As I thought about what I had documented in HistoryofInformation over the past twenty years I decided yesterday to divide up the Printing, Papermaking, Typography, and Bookbinding themes into "by hand" and "by machine." For printing this was easy to do logically since there was a clear, hard distinction between
printing on a hand press and using a
printing machine, whether the machine was powered by a man turning a hand crank, a foot pedal, a horse or an ox, or a steam engine. What has proven more difficult is collecting examples of printing done by the multitude of distinctive printing machines developed in the 19th century, since most printed material did not specify the type of press on which it was printed. However, some examples did provide this information, and whenever possible I have tried to acquire them.

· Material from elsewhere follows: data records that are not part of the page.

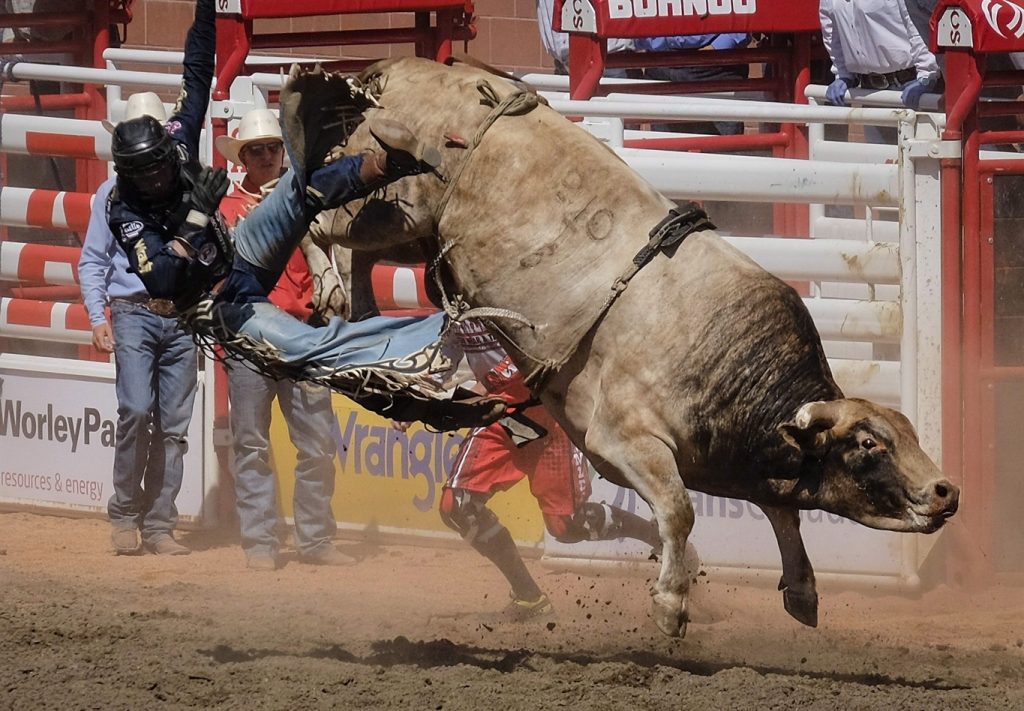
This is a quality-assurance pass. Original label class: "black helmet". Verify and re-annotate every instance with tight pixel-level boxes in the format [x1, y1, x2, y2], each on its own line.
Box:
[111, 116, 181, 209]
[111, 116, 177, 178]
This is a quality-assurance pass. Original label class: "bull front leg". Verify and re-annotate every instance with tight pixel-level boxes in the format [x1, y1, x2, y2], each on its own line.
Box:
[586, 426, 693, 637]
[759, 504, 818, 627]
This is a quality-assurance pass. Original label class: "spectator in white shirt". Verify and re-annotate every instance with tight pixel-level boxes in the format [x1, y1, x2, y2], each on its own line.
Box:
[537, 0, 634, 79]
[818, 0, 940, 123]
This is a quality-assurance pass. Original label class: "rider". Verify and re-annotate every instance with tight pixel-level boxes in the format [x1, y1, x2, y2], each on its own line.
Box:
[106, 0, 505, 429]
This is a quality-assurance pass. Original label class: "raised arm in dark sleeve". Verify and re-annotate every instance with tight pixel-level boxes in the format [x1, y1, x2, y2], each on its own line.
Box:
[167, 0, 217, 161]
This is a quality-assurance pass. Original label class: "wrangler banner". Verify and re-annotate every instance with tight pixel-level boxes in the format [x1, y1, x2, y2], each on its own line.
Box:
[270, 394, 544, 546]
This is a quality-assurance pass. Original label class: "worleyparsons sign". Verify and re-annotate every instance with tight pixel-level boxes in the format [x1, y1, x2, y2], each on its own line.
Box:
[0, 356, 204, 518]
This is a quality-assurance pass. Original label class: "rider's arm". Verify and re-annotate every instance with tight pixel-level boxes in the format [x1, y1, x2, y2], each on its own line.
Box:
[167, 0, 217, 161]
[78, 180, 116, 326]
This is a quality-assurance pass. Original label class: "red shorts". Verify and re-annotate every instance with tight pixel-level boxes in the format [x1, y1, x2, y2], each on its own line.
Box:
[444, 408, 591, 516]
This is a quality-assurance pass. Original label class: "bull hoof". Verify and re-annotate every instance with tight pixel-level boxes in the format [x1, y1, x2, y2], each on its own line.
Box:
[782, 588, 818, 627]
[651, 595, 688, 637]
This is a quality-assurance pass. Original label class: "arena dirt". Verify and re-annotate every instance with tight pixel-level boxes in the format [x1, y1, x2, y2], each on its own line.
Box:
[0, 513, 1024, 711]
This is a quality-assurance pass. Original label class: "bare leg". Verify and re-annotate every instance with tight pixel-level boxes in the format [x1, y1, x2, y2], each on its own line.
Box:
[759, 504, 818, 627]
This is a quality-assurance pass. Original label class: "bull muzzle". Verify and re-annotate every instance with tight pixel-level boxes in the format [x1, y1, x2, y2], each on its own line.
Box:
[921, 478, 959, 520]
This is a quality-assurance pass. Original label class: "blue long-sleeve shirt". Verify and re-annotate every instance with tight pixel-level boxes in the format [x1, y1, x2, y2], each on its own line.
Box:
[78, 178, 146, 328]
[106, 0, 223, 311]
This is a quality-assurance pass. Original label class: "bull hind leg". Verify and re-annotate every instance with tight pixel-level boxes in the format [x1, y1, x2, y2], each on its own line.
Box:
[586, 420, 693, 637]
[759, 504, 818, 627]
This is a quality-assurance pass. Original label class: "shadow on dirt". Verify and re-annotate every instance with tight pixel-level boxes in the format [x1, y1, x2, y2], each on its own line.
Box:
[199, 636, 971, 691]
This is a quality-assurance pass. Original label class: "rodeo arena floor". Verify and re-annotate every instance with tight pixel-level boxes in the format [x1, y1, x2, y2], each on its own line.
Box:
[0, 513, 1024, 711]
[6, 0, 1024, 711]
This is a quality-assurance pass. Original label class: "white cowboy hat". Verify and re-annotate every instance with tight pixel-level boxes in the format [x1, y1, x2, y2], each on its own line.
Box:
[214, 109, 284, 165]
[100, 91, 167, 133]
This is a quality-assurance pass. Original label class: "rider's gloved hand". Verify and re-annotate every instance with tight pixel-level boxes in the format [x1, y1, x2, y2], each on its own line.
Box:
[900, 79, 934, 111]
[191, 166, 231, 215]
[825, 77, 853, 107]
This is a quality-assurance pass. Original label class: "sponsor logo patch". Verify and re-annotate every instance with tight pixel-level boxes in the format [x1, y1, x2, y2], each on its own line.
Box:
[981, 0, 1024, 39]
[121, 219, 142, 240]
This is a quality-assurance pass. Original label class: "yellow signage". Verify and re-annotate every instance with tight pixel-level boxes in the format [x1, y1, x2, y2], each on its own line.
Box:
[270, 394, 544, 545]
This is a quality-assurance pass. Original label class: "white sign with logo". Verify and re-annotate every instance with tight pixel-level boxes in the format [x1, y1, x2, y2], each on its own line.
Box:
[0, 358, 204, 518]
[562, 0, 597, 34]
[936, 7, 974, 47]
[544, 477, 906, 576]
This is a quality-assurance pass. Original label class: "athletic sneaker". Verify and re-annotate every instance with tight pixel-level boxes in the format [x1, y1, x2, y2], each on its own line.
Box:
[502, 592, 555, 622]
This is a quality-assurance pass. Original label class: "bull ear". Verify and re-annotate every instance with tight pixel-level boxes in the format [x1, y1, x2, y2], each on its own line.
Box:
[778, 401, 839, 454]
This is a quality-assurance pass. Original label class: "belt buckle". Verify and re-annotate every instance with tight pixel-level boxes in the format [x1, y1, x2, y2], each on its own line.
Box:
[864, 74, 889, 89]
[142, 299, 175, 317]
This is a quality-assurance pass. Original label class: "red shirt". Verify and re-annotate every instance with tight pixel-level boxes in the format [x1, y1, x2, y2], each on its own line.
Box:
[220, 182, 313, 322]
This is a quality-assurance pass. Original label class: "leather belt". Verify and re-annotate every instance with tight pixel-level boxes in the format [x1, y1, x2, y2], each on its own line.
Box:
[111, 296, 178, 318]
[857, 67, 918, 89]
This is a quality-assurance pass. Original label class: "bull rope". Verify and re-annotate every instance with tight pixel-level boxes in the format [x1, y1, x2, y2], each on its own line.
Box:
[428, 79, 715, 392]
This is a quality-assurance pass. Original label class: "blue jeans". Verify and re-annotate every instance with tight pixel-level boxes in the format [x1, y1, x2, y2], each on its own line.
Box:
[106, 299, 197, 542]
[215, 302, 444, 376]
[193, 157, 445, 403]
[227, 364, 337, 555]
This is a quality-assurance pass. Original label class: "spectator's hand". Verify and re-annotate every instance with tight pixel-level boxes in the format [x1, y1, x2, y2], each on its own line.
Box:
[191, 166, 231, 215]
[900, 79, 932, 111]
[825, 77, 850, 107]
[92, 321, 114, 353]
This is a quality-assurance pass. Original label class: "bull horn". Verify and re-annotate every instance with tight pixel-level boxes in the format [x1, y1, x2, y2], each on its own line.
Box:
[778, 401, 843, 454]
[793, 400, 839, 431]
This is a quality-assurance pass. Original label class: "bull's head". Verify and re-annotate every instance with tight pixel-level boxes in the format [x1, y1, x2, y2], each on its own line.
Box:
[779, 399, 959, 533]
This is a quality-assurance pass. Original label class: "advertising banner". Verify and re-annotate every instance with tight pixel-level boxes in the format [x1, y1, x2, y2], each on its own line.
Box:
[544, 474, 906, 576]
[270, 394, 544, 546]
[0, 358, 203, 519]
[270, 395, 902, 576]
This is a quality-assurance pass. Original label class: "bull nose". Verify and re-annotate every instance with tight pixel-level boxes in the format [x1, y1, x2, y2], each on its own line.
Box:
[930, 479, 959, 518]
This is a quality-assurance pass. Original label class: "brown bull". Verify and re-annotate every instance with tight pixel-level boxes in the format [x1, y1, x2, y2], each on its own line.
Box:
[299, 58, 959, 635]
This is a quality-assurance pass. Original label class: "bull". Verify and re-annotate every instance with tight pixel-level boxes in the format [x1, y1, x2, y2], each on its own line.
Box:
[299, 58, 959, 636]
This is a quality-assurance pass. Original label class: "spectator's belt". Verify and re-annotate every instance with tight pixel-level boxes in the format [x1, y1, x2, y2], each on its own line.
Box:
[856, 67, 918, 89]
[111, 295, 178, 317]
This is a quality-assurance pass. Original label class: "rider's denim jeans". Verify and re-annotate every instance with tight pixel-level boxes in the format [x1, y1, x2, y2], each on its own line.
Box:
[106, 299, 197, 542]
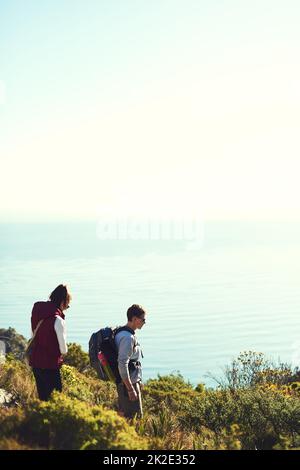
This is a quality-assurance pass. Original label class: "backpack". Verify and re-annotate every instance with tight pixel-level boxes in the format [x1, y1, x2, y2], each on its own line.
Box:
[89, 326, 135, 384]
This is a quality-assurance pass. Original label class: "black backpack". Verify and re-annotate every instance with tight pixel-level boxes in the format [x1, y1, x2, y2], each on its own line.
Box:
[89, 326, 136, 384]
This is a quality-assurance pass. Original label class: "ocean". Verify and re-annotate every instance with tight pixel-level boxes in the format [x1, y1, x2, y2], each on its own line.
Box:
[0, 221, 300, 386]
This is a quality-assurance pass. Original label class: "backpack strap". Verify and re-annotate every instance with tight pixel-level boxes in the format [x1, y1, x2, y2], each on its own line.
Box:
[114, 325, 137, 347]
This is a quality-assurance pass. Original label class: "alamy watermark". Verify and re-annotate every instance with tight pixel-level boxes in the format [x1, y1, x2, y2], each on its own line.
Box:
[96, 216, 204, 244]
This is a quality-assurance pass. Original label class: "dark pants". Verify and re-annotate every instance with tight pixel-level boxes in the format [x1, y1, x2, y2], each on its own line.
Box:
[32, 368, 62, 401]
[117, 382, 143, 418]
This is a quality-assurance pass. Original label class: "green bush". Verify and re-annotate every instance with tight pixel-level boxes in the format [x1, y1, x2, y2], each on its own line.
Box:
[64, 343, 90, 372]
[0, 355, 37, 405]
[22, 392, 146, 450]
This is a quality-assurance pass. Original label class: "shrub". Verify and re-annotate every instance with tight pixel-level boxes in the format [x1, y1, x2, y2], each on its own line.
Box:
[0, 355, 37, 404]
[22, 392, 146, 450]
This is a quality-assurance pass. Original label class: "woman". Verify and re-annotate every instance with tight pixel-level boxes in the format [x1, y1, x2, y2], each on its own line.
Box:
[29, 284, 71, 401]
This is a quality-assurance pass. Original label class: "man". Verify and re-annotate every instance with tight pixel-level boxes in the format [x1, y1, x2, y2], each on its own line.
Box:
[29, 284, 71, 401]
[115, 304, 146, 418]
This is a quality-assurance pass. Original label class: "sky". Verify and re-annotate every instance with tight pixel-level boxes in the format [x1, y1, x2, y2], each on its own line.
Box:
[0, 0, 300, 221]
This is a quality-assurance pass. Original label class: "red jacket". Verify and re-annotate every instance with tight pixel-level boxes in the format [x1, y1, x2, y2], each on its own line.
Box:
[29, 301, 65, 369]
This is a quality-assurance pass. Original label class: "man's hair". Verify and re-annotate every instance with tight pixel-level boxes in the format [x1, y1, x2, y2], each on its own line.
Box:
[127, 304, 146, 321]
[49, 284, 72, 308]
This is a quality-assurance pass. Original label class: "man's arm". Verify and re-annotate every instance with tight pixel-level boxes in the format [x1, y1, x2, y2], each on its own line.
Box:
[118, 335, 138, 401]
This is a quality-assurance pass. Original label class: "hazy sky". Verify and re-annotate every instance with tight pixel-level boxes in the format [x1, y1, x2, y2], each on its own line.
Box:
[0, 0, 300, 220]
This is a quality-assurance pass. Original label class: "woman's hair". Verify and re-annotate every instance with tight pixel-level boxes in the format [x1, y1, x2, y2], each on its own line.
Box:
[127, 304, 146, 321]
[49, 284, 72, 308]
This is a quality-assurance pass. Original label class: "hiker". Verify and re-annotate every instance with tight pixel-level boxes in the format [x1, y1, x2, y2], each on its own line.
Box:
[115, 304, 146, 418]
[29, 284, 71, 401]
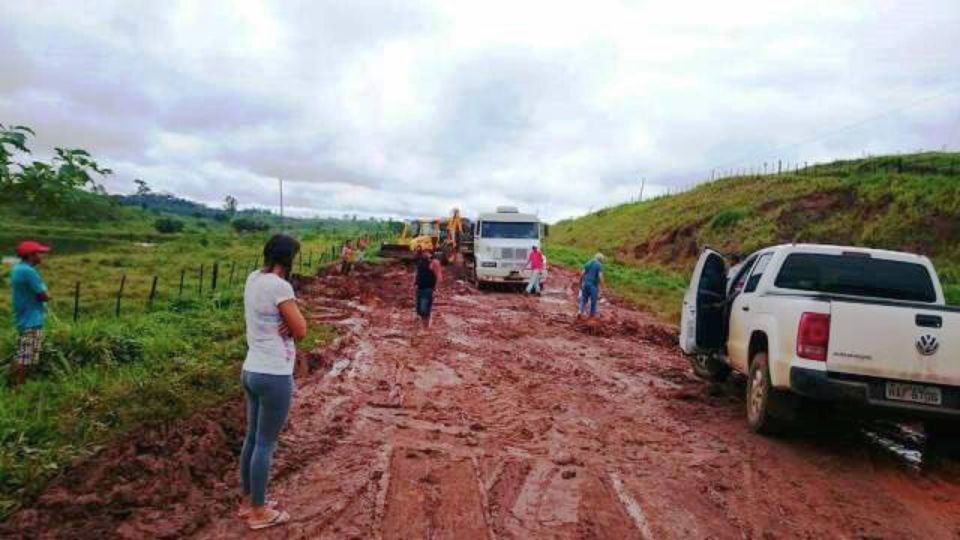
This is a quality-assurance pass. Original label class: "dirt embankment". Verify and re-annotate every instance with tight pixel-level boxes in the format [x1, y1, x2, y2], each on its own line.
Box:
[6, 266, 960, 539]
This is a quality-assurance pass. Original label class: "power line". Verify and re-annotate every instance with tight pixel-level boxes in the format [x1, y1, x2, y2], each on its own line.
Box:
[712, 85, 960, 175]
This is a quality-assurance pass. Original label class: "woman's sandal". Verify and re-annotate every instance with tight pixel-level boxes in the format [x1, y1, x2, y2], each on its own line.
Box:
[247, 510, 290, 531]
[237, 499, 280, 519]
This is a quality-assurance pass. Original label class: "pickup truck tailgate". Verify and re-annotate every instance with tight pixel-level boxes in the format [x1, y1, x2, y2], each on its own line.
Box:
[827, 300, 960, 386]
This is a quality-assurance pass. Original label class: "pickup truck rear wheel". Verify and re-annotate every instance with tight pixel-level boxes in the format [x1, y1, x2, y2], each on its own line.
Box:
[747, 351, 795, 435]
[690, 353, 730, 382]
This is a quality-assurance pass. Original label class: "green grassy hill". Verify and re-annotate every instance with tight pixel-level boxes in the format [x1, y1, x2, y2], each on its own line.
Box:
[550, 152, 960, 319]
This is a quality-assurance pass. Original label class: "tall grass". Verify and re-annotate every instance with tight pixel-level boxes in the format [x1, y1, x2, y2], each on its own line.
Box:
[545, 244, 687, 322]
[550, 152, 960, 319]
[0, 230, 352, 518]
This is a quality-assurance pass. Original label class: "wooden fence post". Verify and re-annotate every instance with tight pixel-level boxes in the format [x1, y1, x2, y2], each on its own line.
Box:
[116, 274, 127, 319]
[73, 281, 80, 322]
[147, 276, 157, 309]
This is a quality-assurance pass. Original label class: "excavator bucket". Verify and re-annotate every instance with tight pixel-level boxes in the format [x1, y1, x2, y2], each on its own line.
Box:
[380, 244, 414, 260]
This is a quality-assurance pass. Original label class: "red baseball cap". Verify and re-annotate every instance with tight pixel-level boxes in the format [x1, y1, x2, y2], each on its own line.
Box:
[17, 240, 50, 257]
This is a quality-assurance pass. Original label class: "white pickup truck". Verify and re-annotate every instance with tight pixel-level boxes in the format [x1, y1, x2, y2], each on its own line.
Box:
[680, 244, 960, 447]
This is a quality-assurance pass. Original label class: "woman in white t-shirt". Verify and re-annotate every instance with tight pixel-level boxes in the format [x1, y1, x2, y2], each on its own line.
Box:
[238, 234, 307, 530]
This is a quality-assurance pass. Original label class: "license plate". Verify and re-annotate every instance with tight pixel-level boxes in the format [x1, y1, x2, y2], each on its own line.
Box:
[887, 383, 943, 405]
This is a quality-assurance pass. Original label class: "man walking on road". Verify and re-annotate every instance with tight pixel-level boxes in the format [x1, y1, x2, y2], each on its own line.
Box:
[414, 248, 443, 328]
[10, 240, 50, 386]
[527, 246, 546, 296]
[577, 253, 604, 318]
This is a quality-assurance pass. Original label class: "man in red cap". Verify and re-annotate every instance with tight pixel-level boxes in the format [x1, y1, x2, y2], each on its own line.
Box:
[10, 240, 50, 385]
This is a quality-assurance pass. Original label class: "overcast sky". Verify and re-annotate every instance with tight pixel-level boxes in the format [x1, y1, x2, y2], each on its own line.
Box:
[0, 0, 960, 219]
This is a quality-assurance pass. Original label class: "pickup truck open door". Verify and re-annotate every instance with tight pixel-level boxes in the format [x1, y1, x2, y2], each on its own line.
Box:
[680, 248, 727, 355]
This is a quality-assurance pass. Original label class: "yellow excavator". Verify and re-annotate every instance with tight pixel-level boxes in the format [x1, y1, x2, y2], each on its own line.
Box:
[380, 208, 470, 264]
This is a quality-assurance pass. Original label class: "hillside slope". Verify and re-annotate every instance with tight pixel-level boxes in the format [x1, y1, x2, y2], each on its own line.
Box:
[551, 152, 960, 311]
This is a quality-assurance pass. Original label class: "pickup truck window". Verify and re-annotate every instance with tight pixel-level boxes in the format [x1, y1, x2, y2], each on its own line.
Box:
[743, 253, 773, 293]
[775, 253, 937, 302]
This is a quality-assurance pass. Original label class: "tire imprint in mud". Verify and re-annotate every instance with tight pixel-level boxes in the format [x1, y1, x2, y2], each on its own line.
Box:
[5, 265, 960, 539]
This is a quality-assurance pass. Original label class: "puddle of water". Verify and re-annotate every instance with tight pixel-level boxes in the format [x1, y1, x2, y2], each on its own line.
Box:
[413, 362, 461, 390]
[327, 358, 350, 378]
[861, 428, 923, 469]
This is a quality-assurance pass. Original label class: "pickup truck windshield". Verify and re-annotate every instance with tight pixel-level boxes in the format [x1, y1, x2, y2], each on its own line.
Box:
[480, 221, 540, 240]
[775, 253, 937, 302]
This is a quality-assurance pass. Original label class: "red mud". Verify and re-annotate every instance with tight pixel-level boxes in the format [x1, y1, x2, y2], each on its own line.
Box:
[6, 266, 960, 539]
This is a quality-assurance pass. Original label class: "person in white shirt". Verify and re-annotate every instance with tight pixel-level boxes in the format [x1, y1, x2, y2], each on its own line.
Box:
[238, 234, 307, 530]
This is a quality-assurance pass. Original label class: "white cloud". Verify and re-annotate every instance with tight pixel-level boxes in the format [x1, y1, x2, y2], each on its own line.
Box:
[0, 0, 960, 223]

For papermaking the distinction between
handmade and
machine-made was even clearer. Before Robert invented the papermaking machine (better known by its later iterations as the Fourdrinier machine) all paper was made by hand with the assistance of a few basic machines, mainly the Hollander beater. In terms of collecting, the early history of machine-made paper, there has long been a tendency of deluxe publications to emphasize that they were printed on handmade paper; however, few early publications mentioned that they were printed on machine-made paper. This has made identifying and collecting landmarks in the history of machine-made paper an interesting challenge.
For typography in the days of lead type, there was a clear distinction between
typesetting by hand or and the many early and mostly unsuccessful methods of
typesetting and distributing type by machine. As clear as that distinction was, printers or typesetters rarely indicated that they were using a typesetting machine, so identifying and collecting examples of printing typeset by the many different 19th century typesetting machines has been another challenge.
Only in the history of bookbinding was there less of a clear distinction between
hand bookbinding and
mechanized bookbinding, as even when the first bookbinding machines such as the stamping press were developed in the 1830s bookbinding remained a combination of handcraft and machine applications until the full process of mechanizing the binding of commercial books, including the adoption of capable machines for sewing printed signatures with thread, evolved at the end of the 19th century, and into the 20th century. As I write this at the end of December 2020, there are still many gaps to fill in for the development of industrialization of all aspects of book production; I am optimistic that a good number of those gaps will eventually be filled.